"For our research to survive, we have to do commercial work. We can't get round it," said Auckland's deputy vice-chancellor (research), Professor Tom Barnes.
But he said most of the commercial successes that had come out of the university, such as its computer model of the human heart, originated from non-commercial research.
The driving force on both sides of the university's research funding is its medical school, which accounted for 59 per cent of public funding and 57 per cent of commercial funding last year. The school's commercial funds jumped from $10.8 million to $24.5 million in the past four years.
The major private funders are multinational pharmaceutical companies, which paid the university $10.8 million for research last year.
The top private spenders were France's Servier Laboratories and US companies Warner Lambert, Bristol Meyers Squibb and Pharmacia and Upjohn.
Total university funding from foreign sources was $12.3 million.
However, the "commercial" research figure also includes contracts with Government agencies such as Pharmac and the ministries of Education and Health. University educationalists earned $4.5 million from contracts such as designing training courses for principals and for handling children with learning disabilities.
Surprisingly Otago University, though it has fewer students than Auckland, received more total research funding: $89.8 million, compared with Auckland's $84.6 million.
It received more from the Health Research Council ($19 million, Auckland $13.8 million), and about the same from other Government sources and charitable foundations such as the Cancer Society and the National Heart Foundation.
Its deputy vice-chancellor, Professor Ian Smith, said Otago also received between $5 million and $7 million from overseas sources, including the National Institutes of Health in the United States, Britain's Medical Research Council and Japan's Frontiers of Science.
Last year's figures for Massey University are not yet available, but in 2000 it received only $7 million in research funding from all Government grants and charities, and $31 million from "commercial" contracts.
Waikato University's total research income dropped slightly from $16.6 million in 2000 to $16.1 million, mainly because of a drop in overseas income from $2.9 million to just under $1 million.
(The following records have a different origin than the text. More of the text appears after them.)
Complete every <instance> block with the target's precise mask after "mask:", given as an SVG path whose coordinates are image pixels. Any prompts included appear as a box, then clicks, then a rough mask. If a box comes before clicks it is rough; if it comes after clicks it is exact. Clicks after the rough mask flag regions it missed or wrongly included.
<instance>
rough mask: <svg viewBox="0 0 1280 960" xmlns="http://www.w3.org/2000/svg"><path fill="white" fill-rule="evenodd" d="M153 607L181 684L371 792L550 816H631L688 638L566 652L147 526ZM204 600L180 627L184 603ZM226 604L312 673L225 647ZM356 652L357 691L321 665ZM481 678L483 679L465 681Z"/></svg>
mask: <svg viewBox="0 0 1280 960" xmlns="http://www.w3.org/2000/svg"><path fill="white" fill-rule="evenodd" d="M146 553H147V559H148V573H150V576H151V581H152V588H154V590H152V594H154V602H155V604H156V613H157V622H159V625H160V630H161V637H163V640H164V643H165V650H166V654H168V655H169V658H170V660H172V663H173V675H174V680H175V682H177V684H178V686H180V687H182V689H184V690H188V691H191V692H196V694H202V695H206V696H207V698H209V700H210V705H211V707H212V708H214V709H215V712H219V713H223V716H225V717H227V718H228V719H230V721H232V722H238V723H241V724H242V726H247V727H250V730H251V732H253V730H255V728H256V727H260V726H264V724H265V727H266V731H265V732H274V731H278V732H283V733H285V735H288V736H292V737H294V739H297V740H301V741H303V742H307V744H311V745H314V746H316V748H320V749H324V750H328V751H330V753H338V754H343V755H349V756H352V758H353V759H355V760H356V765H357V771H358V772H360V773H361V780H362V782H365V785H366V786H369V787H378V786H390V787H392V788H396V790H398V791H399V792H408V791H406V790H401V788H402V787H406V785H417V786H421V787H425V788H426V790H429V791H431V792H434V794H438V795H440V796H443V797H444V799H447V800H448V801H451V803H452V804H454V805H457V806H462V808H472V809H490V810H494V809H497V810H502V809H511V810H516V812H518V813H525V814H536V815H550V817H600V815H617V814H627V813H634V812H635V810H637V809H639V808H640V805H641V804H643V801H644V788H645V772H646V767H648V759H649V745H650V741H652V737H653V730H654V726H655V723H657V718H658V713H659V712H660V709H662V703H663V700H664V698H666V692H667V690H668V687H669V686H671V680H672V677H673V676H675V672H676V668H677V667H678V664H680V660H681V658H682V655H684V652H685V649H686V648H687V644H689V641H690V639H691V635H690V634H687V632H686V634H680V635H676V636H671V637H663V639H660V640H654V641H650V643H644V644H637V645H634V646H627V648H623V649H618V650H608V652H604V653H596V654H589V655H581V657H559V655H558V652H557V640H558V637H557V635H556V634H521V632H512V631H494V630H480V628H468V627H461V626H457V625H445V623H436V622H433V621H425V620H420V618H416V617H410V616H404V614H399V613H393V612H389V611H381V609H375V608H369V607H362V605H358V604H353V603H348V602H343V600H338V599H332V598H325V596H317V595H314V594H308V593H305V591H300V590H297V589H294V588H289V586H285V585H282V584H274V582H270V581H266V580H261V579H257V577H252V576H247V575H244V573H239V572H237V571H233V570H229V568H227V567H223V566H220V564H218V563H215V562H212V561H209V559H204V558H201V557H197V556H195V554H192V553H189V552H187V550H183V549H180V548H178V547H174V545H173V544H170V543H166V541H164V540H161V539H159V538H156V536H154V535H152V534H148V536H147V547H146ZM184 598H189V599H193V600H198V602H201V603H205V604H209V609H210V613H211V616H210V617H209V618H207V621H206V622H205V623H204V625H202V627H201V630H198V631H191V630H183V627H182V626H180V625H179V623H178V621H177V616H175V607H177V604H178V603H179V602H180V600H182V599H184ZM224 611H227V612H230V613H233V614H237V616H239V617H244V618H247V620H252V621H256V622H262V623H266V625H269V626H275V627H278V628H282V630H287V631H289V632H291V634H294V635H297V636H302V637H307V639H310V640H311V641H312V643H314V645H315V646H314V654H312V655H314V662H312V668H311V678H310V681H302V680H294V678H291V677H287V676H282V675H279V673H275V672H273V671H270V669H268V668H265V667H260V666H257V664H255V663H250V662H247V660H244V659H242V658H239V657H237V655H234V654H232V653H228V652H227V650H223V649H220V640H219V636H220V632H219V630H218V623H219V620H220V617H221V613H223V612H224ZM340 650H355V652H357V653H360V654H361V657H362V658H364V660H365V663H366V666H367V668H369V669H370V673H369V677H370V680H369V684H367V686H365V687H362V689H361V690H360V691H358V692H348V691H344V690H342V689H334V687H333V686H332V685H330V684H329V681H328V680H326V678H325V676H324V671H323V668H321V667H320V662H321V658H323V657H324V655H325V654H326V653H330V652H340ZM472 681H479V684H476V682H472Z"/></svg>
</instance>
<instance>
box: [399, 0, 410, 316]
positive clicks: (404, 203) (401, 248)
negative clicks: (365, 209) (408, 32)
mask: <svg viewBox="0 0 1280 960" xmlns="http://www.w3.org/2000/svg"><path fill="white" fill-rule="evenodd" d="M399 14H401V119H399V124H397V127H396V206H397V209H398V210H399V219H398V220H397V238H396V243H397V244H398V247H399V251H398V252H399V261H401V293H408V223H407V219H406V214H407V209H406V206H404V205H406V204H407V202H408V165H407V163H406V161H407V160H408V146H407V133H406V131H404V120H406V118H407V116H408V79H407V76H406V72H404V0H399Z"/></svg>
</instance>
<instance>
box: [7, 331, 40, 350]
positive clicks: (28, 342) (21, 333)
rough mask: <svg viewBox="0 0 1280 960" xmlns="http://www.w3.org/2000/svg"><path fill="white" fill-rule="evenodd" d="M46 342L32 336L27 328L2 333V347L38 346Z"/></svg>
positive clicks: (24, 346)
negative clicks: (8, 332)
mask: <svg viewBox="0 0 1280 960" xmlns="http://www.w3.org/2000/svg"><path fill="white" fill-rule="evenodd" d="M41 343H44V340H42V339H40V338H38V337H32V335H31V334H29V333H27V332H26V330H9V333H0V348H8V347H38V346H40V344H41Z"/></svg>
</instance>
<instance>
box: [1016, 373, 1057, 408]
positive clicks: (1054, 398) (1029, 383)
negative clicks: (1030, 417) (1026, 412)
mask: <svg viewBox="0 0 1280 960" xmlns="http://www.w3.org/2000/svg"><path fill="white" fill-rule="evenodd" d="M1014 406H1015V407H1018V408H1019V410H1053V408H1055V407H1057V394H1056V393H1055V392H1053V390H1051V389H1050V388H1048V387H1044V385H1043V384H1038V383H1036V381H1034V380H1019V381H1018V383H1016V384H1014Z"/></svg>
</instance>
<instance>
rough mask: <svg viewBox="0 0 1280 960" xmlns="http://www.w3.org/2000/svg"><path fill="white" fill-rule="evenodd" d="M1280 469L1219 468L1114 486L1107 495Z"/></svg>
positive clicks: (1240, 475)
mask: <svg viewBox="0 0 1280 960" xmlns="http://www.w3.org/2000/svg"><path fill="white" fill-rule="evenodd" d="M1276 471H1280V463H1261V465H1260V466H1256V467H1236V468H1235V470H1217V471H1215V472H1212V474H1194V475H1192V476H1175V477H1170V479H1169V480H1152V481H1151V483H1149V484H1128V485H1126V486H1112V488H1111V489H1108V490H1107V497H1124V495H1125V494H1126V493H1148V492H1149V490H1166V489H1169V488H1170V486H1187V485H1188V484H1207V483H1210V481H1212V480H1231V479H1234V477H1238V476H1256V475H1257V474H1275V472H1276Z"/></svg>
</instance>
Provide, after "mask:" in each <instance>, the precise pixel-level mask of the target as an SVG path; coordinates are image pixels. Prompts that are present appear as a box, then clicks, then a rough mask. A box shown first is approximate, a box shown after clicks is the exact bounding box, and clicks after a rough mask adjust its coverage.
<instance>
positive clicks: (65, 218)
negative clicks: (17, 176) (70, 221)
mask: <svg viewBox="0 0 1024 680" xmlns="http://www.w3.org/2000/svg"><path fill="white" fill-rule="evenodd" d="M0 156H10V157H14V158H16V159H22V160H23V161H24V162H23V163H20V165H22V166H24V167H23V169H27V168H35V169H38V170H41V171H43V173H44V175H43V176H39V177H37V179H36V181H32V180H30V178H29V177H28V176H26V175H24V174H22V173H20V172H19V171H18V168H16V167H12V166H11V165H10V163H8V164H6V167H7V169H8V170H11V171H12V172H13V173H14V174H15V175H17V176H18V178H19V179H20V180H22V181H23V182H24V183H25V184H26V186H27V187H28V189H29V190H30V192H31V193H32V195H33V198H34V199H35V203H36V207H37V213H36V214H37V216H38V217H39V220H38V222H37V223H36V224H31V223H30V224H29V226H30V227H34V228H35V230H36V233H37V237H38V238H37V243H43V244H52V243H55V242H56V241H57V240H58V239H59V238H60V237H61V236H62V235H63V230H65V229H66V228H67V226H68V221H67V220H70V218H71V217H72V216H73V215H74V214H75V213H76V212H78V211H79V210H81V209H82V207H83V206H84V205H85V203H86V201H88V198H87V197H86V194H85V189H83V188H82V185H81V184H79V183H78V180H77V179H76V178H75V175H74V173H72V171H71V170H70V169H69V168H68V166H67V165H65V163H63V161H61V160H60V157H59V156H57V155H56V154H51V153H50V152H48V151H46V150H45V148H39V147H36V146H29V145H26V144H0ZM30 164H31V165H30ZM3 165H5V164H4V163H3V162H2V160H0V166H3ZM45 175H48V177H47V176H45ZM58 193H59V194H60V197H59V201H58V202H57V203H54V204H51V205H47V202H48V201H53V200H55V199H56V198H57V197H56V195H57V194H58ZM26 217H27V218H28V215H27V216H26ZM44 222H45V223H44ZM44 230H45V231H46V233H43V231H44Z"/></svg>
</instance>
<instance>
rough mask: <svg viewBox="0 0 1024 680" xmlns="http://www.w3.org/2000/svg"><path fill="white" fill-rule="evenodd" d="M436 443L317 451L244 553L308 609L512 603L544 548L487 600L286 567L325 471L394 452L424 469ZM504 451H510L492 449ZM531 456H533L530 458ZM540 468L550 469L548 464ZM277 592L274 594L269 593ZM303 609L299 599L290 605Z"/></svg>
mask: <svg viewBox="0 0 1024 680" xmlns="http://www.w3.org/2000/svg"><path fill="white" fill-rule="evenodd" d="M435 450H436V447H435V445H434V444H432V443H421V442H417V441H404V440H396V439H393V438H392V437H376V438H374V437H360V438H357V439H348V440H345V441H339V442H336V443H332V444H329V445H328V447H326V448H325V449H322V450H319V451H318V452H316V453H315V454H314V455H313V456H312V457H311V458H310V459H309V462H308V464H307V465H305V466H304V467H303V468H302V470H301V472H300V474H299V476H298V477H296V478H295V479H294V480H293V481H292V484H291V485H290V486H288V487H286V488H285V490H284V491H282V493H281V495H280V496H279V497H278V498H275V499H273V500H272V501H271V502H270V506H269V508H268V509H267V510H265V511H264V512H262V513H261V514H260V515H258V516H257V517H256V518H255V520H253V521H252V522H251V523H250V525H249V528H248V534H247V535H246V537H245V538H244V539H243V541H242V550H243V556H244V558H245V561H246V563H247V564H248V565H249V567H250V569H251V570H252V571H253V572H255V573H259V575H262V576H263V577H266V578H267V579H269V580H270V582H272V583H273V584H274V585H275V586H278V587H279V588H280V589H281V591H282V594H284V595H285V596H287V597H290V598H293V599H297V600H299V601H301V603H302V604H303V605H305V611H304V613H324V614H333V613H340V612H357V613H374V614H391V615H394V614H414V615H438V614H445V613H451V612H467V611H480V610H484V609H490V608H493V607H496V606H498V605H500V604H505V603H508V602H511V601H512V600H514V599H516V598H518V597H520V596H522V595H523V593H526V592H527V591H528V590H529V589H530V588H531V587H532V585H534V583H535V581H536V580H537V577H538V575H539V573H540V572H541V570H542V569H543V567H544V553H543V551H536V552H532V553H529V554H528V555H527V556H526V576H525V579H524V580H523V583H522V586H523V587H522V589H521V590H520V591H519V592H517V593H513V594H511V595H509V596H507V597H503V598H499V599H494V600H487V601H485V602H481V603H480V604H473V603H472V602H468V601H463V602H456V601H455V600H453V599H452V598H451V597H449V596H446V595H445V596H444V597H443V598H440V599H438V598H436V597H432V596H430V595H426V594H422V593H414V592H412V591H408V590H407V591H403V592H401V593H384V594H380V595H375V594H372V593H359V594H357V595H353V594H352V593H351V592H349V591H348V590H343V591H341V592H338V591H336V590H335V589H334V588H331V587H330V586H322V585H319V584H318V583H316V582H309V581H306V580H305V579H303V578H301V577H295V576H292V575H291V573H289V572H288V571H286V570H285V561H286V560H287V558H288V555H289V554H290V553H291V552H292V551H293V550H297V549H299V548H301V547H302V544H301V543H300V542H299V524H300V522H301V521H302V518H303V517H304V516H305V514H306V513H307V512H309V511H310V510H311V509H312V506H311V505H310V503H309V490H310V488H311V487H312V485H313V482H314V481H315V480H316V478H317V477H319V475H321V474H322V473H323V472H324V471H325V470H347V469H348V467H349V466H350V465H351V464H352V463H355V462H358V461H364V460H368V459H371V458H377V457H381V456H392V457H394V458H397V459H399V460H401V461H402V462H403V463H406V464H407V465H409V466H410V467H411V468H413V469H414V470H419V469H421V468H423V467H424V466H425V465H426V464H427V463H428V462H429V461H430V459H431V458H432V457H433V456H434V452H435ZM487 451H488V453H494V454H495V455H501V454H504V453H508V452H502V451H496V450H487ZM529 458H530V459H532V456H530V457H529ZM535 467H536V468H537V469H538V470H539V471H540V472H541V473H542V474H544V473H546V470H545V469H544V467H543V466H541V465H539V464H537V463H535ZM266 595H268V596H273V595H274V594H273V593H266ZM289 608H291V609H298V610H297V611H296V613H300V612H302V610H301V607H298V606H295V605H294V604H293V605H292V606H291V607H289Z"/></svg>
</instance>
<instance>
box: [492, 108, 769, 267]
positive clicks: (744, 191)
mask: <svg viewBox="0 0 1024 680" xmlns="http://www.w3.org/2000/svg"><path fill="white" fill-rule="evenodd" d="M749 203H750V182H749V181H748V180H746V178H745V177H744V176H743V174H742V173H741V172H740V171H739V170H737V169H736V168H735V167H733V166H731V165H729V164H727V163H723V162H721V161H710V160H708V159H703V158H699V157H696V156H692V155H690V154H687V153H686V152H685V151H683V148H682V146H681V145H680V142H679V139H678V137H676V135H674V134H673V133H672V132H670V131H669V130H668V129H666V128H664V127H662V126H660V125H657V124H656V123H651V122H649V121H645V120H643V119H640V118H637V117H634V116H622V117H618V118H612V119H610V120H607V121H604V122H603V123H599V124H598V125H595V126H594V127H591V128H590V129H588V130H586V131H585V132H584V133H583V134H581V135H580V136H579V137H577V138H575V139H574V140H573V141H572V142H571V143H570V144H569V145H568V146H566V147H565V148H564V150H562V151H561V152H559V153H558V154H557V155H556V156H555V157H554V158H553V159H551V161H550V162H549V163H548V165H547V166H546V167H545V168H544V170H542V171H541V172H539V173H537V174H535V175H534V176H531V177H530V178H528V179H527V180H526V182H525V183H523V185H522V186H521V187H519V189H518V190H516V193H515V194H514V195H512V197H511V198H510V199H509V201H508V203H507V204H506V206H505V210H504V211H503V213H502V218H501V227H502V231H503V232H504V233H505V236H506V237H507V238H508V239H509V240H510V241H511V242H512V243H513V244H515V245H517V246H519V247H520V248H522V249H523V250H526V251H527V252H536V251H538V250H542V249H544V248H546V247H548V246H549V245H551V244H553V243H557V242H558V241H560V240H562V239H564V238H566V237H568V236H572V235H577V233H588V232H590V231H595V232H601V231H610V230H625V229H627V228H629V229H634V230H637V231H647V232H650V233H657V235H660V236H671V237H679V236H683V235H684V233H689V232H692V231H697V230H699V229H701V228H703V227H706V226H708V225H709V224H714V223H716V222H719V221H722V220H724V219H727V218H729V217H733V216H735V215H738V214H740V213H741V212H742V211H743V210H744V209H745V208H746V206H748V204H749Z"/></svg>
Waikato's total "commercial" income of $8.3 million exceeded its Government and charitable grants of $7.9 million. But three-quarters of the "commercial" income was from Government departments.
Victoria University's commercial income was only $1.5 million, compared with Government and charitable grants of $8.7 million.
The Tertiary Education Advisory Commission recommended in November that a new system of "performance-based funding" should be introduced for the research component of bulk funding.
The commission proposed that performance should be measured by each university's ability to attract external research funding, its numbers of postgraduate students and the number of times its academics' publications are cited in other published works.
The universities have calculated that the formula would reinforce the dominance of Otago and Auckland.